Oleh Dahlan Iskan
KENAPA para wanita yang terpilih jadi kepala daerah ini tidak hanya pintar tapi juga cantik?
Lihatlah juga Illiza. Dia baru terpilih sebagai wali kota Banda Aceh. Tidak hanya pintar dan cantik, juga seperti Sherly Laos di Maluku Utara: kaya.
Kami berdua kemarin ngilang sebentar dari forum seminar. Mojok ke sebuah kafe. Tengah hari.
Saya ingin tahu banyak tentang wanita ini. Tambah lama tambah terpesona. Illiza punya misi yang kuat untuk Kota Banda Aceh.
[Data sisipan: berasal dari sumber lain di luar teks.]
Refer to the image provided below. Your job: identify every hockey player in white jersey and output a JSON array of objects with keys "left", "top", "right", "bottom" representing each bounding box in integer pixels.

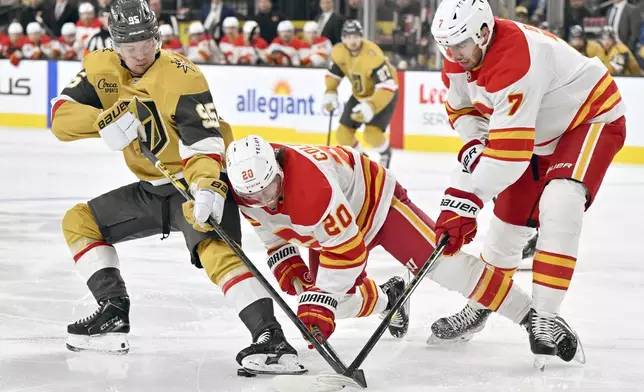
[
  {"left": 216, "top": 135, "right": 578, "bottom": 360},
  {"left": 432, "top": 0, "right": 626, "bottom": 362}
]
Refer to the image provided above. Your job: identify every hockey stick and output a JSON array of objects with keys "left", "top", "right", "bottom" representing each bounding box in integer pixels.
[
  {"left": 139, "top": 133, "right": 364, "bottom": 383},
  {"left": 326, "top": 110, "right": 335, "bottom": 146}
]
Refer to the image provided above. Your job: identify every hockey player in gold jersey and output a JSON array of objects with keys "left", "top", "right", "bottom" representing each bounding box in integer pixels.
[
  {"left": 322, "top": 20, "right": 398, "bottom": 168},
  {"left": 47, "top": 0, "right": 304, "bottom": 374}
]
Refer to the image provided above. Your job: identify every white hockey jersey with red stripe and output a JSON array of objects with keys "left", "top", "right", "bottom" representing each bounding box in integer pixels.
[
  {"left": 302, "top": 37, "right": 333, "bottom": 67},
  {"left": 267, "top": 37, "right": 310, "bottom": 66},
  {"left": 239, "top": 144, "right": 396, "bottom": 294},
  {"left": 443, "top": 18, "right": 626, "bottom": 201}
]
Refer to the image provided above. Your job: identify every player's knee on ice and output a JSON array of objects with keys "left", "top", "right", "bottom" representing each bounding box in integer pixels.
[{"left": 62, "top": 203, "right": 103, "bottom": 247}]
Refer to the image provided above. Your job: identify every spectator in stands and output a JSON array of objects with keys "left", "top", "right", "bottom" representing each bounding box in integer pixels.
[
  {"left": 568, "top": 25, "right": 606, "bottom": 62},
  {"left": 266, "top": 20, "right": 309, "bottom": 67},
  {"left": 600, "top": 26, "right": 642, "bottom": 75},
  {"left": 302, "top": 21, "right": 333, "bottom": 67},
  {"left": 564, "top": 0, "right": 593, "bottom": 39},
  {"left": 148, "top": 0, "right": 179, "bottom": 36},
  {"left": 22, "top": 22, "right": 54, "bottom": 60},
  {"left": 20, "top": 0, "right": 55, "bottom": 30},
  {"left": 219, "top": 16, "right": 243, "bottom": 64},
  {"left": 514, "top": 5, "right": 530, "bottom": 24},
  {"left": 186, "top": 22, "right": 225, "bottom": 64},
  {"left": 83, "top": 8, "right": 114, "bottom": 56},
  {"left": 159, "top": 24, "right": 185, "bottom": 54},
  {"left": 58, "top": 22, "right": 83, "bottom": 60},
  {"left": 2, "top": 22, "right": 27, "bottom": 66},
  {"left": 235, "top": 20, "right": 268, "bottom": 64},
  {"left": 76, "top": 3, "right": 102, "bottom": 48},
  {"left": 52, "top": 0, "right": 78, "bottom": 37},
  {"left": 606, "top": 0, "right": 642, "bottom": 51},
  {"left": 315, "top": 0, "right": 344, "bottom": 45},
  {"left": 254, "top": 0, "right": 286, "bottom": 42},
  {"left": 201, "top": 0, "right": 235, "bottom": 43}
]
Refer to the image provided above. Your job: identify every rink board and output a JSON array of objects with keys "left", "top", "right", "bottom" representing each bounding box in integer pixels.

Nama lengkapnyi: Illiza Sa'aduddin Djamal. Dua kata terakhir adalah nama suaminyi. Sang suami seorang pengusaha. Kontraktor. Tapi demi menjaga reputasi istri, sang suami menutup perusahaan kontraktornya. Ia pindah ke bisnis yang tidak berhubungan dengan proyek pemerintah. Ke bisnis supermarket dan perhotelan.
Illiza memang keluarga politikus. Ayahnyi mantan anggota MPR. Karier politik Illiza dimulai dari menjadi anggota DPRD. Lalu jadi wakil wali kota Banda Aceh.
Di periode kedua, wali kotanya meninggal dunia. Illiza otomatis jadi wali kota.
Zaman dia jadi pimpinan daerah itulah Banda Aceh selalu mendapat Adipura. Bertahun-tahun. Berturut-turut. Laporan keuangannya pun selalu WTP.
Illiza maju lagi jadi calon wali kota incumbent: kalah! Dia dikalahkan oleh kampanye intensif fatwa ulama yang ada di pihak lawannyi: wanita tidak boleh jadi pemimpin.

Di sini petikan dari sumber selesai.